In terms of anti-drug messages and slogans, I think that this rather hard to gauge what is working. In the 1980s and early 1990s, First Lady Nancy Reagan spearheaded the "Just Say No" approach to address substance abuse prevention. While it marked an important point in the history of the anti-drug movement as it was one of the most notable in recent history, research studies have suggested that the outcome of the "Just Say No" campaign is unclear and likely ineffective.
However, analyses of Reagan's efforts have been useful in shaping today's anti-drug messages and slogans. Presently programs such as "Above the Influence" focus on developmental issues that appeal to teens, such as independence and autonomy. The program also can incorporate resources that can be used in schools or community which is an added bonus. In our society today, "Above the Influence" also meets the mark of incorporating multimedia aspects including Facebook, Twitter, and other popular social networking components.
New Programs for Preventing Addiction
LTK: If you could develop a program/approach to tackling the issue of addiction prevention, what would it look like?

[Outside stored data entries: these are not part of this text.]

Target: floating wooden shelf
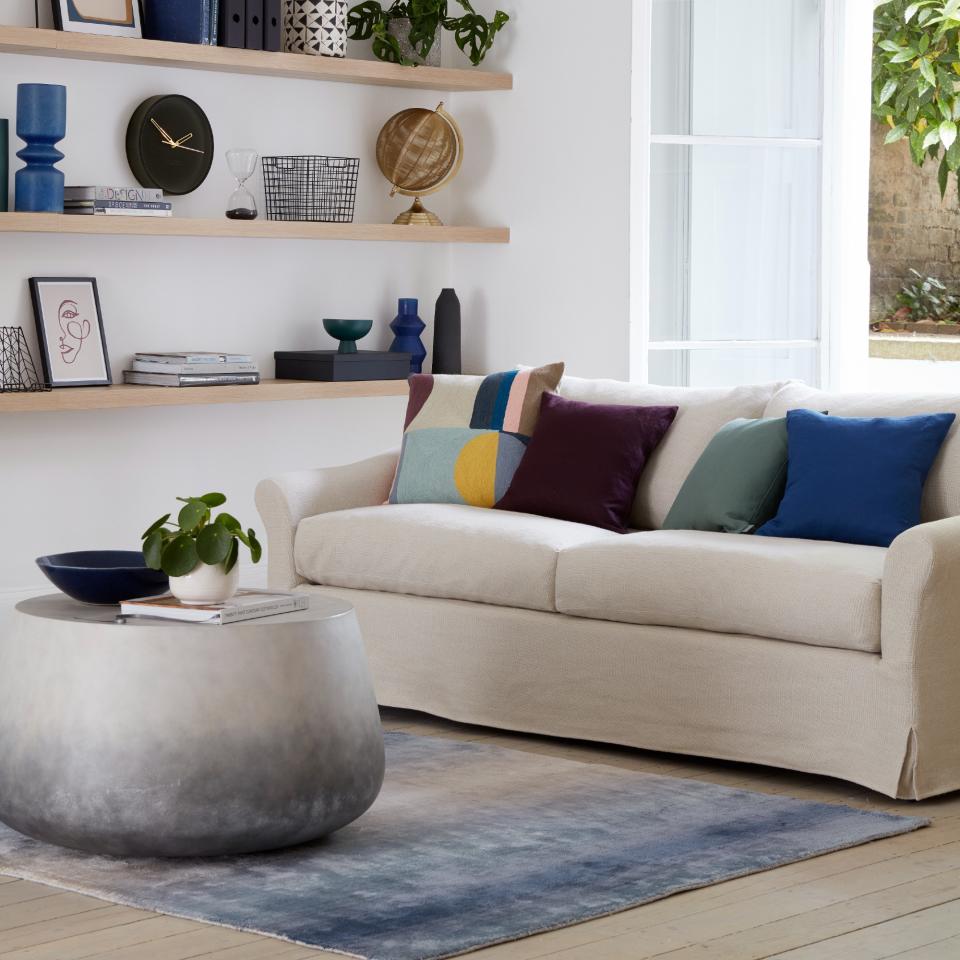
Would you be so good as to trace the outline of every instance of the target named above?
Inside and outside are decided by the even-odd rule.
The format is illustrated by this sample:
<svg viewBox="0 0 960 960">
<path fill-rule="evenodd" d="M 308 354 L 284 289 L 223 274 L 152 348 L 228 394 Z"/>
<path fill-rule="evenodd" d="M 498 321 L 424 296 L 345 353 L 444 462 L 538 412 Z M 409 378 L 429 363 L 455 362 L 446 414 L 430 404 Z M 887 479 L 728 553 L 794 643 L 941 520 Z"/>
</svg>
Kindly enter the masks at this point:
<svg viewBox="0 0 960 960">
<path fill-rule="evenodd" d="M 373 240 L 393 243 L 509 243 L 509 227 L 421 227 L 394 223 L 303 223 L 201 220 L 192 217 L 107 217 L 66 213 L 0 213 L 0 233 L 70 233 L 220 239 Z"/>
<path fill-rule="evenodd" d="M 67 413 L 71 410 L 116 410 L 124 407 L 189 407 L 213 403 L 275 400 L 337 400 L 352 397 L 405 397 L 405 380 L 362 383 L 314 383 L 264 380 L 255 387 L 69 387 L 48 393 L 2 393 L 0 414 Z"/>
<path fill-rule="evenodd" d="M 451 70 L 445 67 L 402 67 L 379 60 L 311 57 L 297 53 L 266 53 L 235 50 L 163 40 L 98 37 L 33 27 L 0 27 L 0 53 L 26 53 L 67 60 L 105 60 L 147 66 L 212 70 L 219 73 L 250 73 L 298 80 L 328 80 L 335 83 L 367 83 L 415 90 L 482 91 L 510 90 L 509 73 L 484 70 Z"/>
</svg>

KB: The majority of prevention programs are centered on children and teenagers. Since this is the largest group which could most likely benefit from these programs, I would incorporate interventions on the primary, secondary and tertiary level. Involving not only the children and teens in the prevention efforts, but also family, school, and community members will increase the likelihood of long term success. It is also important to maintain an active and engaging series of prevention events and activities for the family, school and community. The program would span multiple years and also have identifiable outcomes and objectives which are tailored towards the needs of the community at large. Including social networking aspects, such as Facebook and Twitter, should also be incorporated to create an active, online community in addition to inviting others outside of the immediate community to also engage in the prevention efforts.
Prevention Begins with You
LoveToKnow would like to thank Dr. Baruth for participating in this interview. If you feel that you or someone you know is at risk for addiction, seek pre-emptive help from your physician or a qualified counselor. Remember, it's far easier to avoid developing an addiction than it is to overcome one, so take action now.